Been pondering what is Morning vs night for a bit and I’ve found the answer. The simple, definitive answer. Let’s go through it.
You might be wanting to say “From 20:01AM to 11:59AM is morning, since it is all AM.” And that we do say “1 in the morning, 3 in the morning” and so on. At first glance that might seem like an easy, simple, clean win. But it is not. No it is not.
Because if we declare all AM to be morning then we would need to declare all PM as night. But we don’t call 2pm “2 at night” we call it “2 in the afternoon.” So if AM and PM aren’t strict day/night designations (since PM is used for afternoon and evening (and we can say evening and night are the same sure)) then you can not declare 1AM to be morning just because we say “1 in the morning.”
So then what is morning?
Let’s look at the other end and work backwards.
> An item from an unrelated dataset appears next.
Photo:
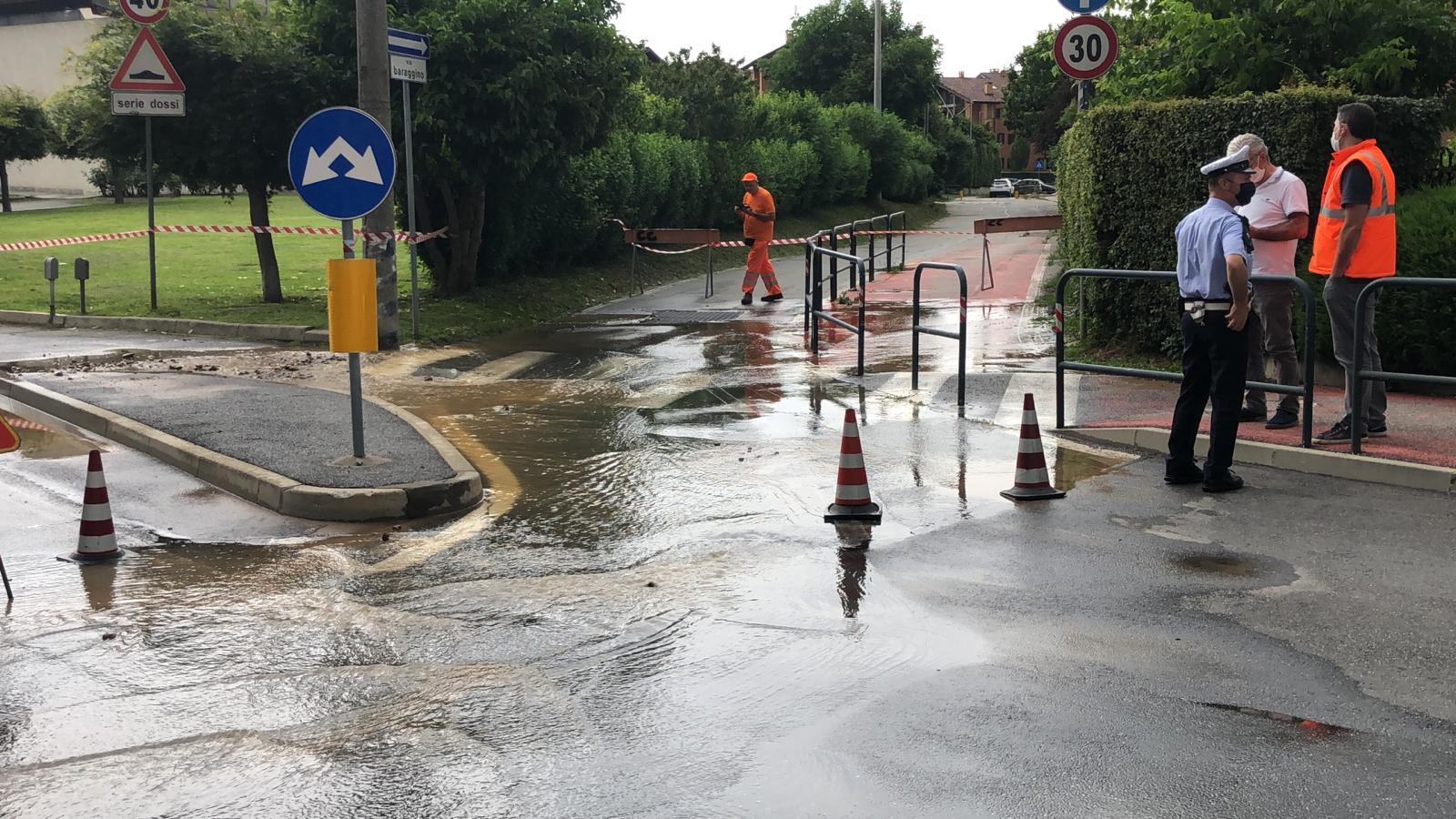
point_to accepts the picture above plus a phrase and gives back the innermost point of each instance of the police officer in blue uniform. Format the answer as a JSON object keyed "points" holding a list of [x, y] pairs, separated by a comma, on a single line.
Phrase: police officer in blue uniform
{"points": [[1215, 256]]}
1 in the afternoon makes sense. And that hold a for a few hours. But it tends to be 5 in the evening, but maybe afternoon and certainly 6 in the evening, never 6 in the afternoon.
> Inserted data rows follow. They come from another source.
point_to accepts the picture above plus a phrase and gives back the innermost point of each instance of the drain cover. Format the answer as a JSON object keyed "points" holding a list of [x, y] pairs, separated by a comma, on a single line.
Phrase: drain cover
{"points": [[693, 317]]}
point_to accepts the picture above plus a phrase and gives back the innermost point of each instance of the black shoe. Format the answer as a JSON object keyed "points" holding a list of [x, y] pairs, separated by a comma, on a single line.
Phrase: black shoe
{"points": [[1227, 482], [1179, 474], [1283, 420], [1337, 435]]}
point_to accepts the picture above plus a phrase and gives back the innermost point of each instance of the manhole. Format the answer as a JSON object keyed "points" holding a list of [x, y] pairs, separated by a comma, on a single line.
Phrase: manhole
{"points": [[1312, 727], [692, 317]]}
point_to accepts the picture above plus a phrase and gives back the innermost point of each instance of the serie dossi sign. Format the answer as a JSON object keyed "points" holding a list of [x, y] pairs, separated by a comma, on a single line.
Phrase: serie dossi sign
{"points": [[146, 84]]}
Given the boarder seems to be “5ish, but before 6” we can easily declare evening to begin at 5.
4 in the afternoon.
5 in the evening.
It works.
But if we flip it… well we don’t have a term for “the time before morning” that is widely used. And “4 at night” doesn’t ring right, strangely. But we can apply the same logic:
4AM is still night, regardless of common nomenclature we’ve already discussed doesn’t match reality.
6AM is very much 6 in the morning.
5AM is 5 in the morning and is, again, the barrier close enough to call it the winner.
So Morning runs from 5AM to 12PM (11:59, you know how these seeming overlaps work)
Afternoon runs from 12PM to 5PM
Evening/night runs from 5PM to 5AM because we don’t have a 4th name for that weird slice of late night/pre-morning.
I would like to, however, suggest Afternight as a new term for 12AM to 5AM. To match Afternoon.
Regardless we have come to a final, definitive, answer:
5AM is the start of the morning and 5PM is the start of the evening/night.